>

Drame : un homme tué pour un paquet de cigarettes

Partager l'article

Facebook
Twitter
WhatsApp

Fin septembre, un homme avait été retrouvé mort, gisant dans une mare de sang, à la Cité internationale universitaire, dans le 14ᵉ arrondissement de Paris. Jeudi, soit un mois et demi plus tard, deux individus ont été mis en examen et incarcérés. Il s’avère qu’il s’agissait d’une histoire banale qui a viré au tragique. L’homme est mort pour un paquet de cigarettes à 5 euros.

Après le décès, l’autopsie avait conclu que l’homme était mort des suites d’une chute de 5 mètres. Il s’agissait d’un Nigérian de 45 ans, relate «Le Parisien».

En charge de l’enquête, les policiers de la brigade criminelle de Paris ont par la suite récolté des témoignages et exploité les images de vidéosurveillance. Or la scène a été filmée.

Tout débute par un simple contentieux. L’homme de 45 ans achète un paquet de cigarettes à deux vendeurs à la sauvette.
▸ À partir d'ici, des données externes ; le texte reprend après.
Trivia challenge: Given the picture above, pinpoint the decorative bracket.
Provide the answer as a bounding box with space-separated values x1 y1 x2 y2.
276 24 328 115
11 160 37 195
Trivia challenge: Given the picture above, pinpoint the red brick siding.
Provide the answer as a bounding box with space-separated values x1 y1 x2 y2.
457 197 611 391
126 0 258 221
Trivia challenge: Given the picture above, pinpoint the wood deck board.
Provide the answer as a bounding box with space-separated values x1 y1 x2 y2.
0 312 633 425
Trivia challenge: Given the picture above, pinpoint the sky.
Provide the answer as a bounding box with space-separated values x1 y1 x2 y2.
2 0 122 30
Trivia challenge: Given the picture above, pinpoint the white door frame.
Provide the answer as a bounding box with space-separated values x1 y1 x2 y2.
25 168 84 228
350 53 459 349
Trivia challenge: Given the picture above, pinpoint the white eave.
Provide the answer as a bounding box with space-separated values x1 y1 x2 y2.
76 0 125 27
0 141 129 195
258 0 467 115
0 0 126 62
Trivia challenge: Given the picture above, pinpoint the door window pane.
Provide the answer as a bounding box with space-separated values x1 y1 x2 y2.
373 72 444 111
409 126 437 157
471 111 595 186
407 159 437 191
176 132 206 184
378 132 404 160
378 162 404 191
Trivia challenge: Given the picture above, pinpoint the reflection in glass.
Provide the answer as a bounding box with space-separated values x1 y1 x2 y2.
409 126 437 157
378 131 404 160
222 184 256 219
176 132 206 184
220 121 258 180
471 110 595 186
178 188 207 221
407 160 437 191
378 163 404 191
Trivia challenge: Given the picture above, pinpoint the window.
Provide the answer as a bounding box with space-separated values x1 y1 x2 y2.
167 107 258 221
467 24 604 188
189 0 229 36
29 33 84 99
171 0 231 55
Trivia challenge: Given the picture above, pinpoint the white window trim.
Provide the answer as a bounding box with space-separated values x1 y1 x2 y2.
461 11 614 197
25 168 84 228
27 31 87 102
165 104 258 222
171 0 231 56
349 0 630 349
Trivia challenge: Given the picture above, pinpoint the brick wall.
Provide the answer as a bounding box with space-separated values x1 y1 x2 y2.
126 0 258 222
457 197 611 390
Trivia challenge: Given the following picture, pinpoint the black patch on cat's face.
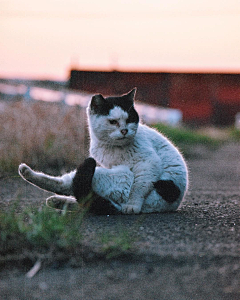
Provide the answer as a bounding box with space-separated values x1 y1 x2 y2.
90 89 139 123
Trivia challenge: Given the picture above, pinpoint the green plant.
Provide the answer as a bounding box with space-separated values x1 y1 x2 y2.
0 200 84 253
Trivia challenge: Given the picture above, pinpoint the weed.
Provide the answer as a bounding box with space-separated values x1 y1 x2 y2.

Mais il ne règle pas son dû: 5 euros. Le quadragénaire prend la fuite et les deux vendeurs lui courent après. Mais lors de sa fuite, l’homme a enjambé un buisson qui dissimulait une passerelle et un trou. Il est tombé dans le vide puis sa tête a percuté le sol.

Après enquête, les policiers ont réussi à identifier un des deux vendeurs. Celui-ci a été arrêté en début de semaine et a donné l’identité de son comparse. Il s’agit de deux Algériens âgés de 26 et 35 ans, en situation irrégulière en France. Ils n’ont pas d’antécédents judiciaires.

Les deux hommes admettent qu’ils ont couru après le voleur de cigarette mais soulignent qu’ils ne l’ont pas touché. Peuvent-ils être tenus responsables de la mort du quadragénaire? Pour leur avocate, la réponse est non: il s’agit d’un tragique accident.

Mais «Le Parisien» explique que le procureur estime au contraire que d’avoir donné la chasse à la victime constitue un acte de violence qui a entraîné le décès. Pour lui ils ont «commis des violences ayant entraîné la mort sans intention de la donner».

Le dossier est désormais dans les mains d’un juge, qui va décider si les deux hommes seront renvoyés devant une cour d’assises.